Drawn in connection with Cortona's design for an engraving by Claude Mellan, in the opposite direction, celebrating the Collegium Romanum and the Borghese family, kinsmen of the College's founder Pope Gregory XIII Buoncompagni (fig. 1; M. Préaud, Bibliothèque nationale, Département des Estampes: Inventaire du fonds français, Graveurs du XVIIe siècle tome 17. Claude Mellan, Paris, 1988, no. 253). Three other preparatory drawings are known, a black and white chalk study for the central figure (sold Sotheby's, London, 19 May 1977, lot 123, incorrectly catalogued as Circle of Cortona), a fully worked compositional drawing in the Albertina (J. Schönbrunner and J. Meder, Handzeichnungen alter Meister aus der Albertina und aus anderen Sammlungen, IX, Vienna, 1922, no. 1023), and a quick study of the full composition formerly in the Petit-Hory Collection which, unlike the other three drawings is in the same direction as the print (Dessins Français et Italiens du XVIe et du XVIIe siècle dans les collections privées françaises, exhib. cat., Paris, Galerie Claude Aubry, 1971, no. 38). Dr Jörg Merz dates the group to 1627/28 (J.M. Merz, op. cit., p. 222).
The present drawing is a beautiful and finished study in its own right, but it also illustrates an important step in Cortona's design process. He would have started with a series of rough studies of each figure, probably in black chalk on blue paper, of which the drawing sold at Sotheby's in 1977 appears to be the sole survivor. The present drawing then explores the relationship between the central figures, and lays them into a faintly drawn architectural framework that will become the entrance to the Villa Borghese in the final composition. Having satisfied himself with the arrangement, he rubbed the verso of the sheet with soft black chalk. Then, with a stylus, he carefully pressed through the contours of each element to transfer it to a second sheet of paper, perhaps the drawing in Vienna which after further reworking was to become the finished compositional study. The Petit-Hory drawing is a study to show him how the composition would look when it is reversed in the print.
The subject of the allegory is obscure, made more complicated in the present drawing as the figures do not yet have their attributes.
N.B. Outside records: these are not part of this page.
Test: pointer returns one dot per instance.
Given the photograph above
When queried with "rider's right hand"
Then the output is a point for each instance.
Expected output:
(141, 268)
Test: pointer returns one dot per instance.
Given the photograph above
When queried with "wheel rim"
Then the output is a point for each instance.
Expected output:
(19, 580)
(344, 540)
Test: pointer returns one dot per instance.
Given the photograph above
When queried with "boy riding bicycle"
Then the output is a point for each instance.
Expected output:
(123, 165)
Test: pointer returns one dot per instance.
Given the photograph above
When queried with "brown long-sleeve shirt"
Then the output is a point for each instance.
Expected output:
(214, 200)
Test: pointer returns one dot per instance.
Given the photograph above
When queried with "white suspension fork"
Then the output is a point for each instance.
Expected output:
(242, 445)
In the final composition the central figure, Science, is showing her three companions Piety, Virtue and Study a bed of young plants growing in rich soil, representing the students at the Collegium Romanum, while to the left (right in the present drawing) two figures representing good governance stand behind a balustrade decorated with the Buoncompagni arms and the motto 'pomis sua nomina servant' derived from Virgil's Georgics, II, 240.